NITDA’s sister agency, the Nigeria Data Protection Commission (NDPC), has also created one of Africa’s most comprehensive digital rights regimes, balancing user privacy with economic opportunity. The agency has secured millions of Naira in remediation fees from companies for data breaches and has been honored with several awards for its leadership in data protection and cybersecurity.

Scale and Collaboration, Not “Foreign Capture”

The nostalgic comparisons to earlier administrations miss the larger point. Nigeria’s digital ecosystem has evolved from an era of fintech experimentation to one of infrastructural consolidation. The fintech boom that produced Moniepoint, Kuda, and Flutterwave emerged when fixed broadband penetration was below 10%. Today’s leadership is working to accelerate broadband access to 70% within the next eight years—a scale of ambition never attempted before. To put it in perspective: if 40% broadband penetration created four unicorns, what will 70% unlock?
Where others see “foreign capture,” the Ministry, NCC, and NITDA see collaboration without compromise—a pragmatic model that engages global capital while aggressively building domestic capacity.

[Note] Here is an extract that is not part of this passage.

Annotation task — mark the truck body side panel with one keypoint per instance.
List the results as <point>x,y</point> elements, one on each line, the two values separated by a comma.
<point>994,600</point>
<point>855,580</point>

Nigeria is not isolating itself from the world; it is negotiating from a position of strength.

In practice, the “Nigeria-First” agenda is visible everywhere: from NITDA’s cloud localization policies and the NCC’s infrastructure-sharing frameworks, to the Ministry’s AI readiness programs and open government innovation strategy. This is the kind of coherence that builds nations.

Dr. Tijani’s inclusion in TIME’s AI 100 list was not just personal recognition; it was validation of a national vision—that Africa must not only consume AI but co-create it. From convening global AI leaders in Lagos to advancing policy frameworks for ethical AI adoption, Nigeria’s Ministry of Communications, Innovation and Digital Economy has firmly positioned the country in the global conversation about the next frontier of human progress.

And to be clear: Nigeria’s digital economy is not being sold off. It is being structured for scale. Regulators are modernizing under pressure; policymakers are recalibrating for a world where data, not oil, defines sovereignty. Under President Bola Ahmed Tinubu’s administration, key structural reforms are beginning to take root—the 90,000-kilometer national fiber project is being finalized, tax harmonization to simplify compliance is in play, and a stable fiscal policy environment is being pursued.

Together with the Broadband Alliance, startup funding expansion, tariff rationalization, and digital-skills acceleration programs, these reforms form the backbone of a new economic order powered by innovation and infrastructure.

The gains of these policies may not yet be evenly felt, but they are real—and they are compounding. Progress in a sector this complex is rarely dramatic.

Nigeria is not drifting—it is steering. Slowly, perhaps, but confidently forward.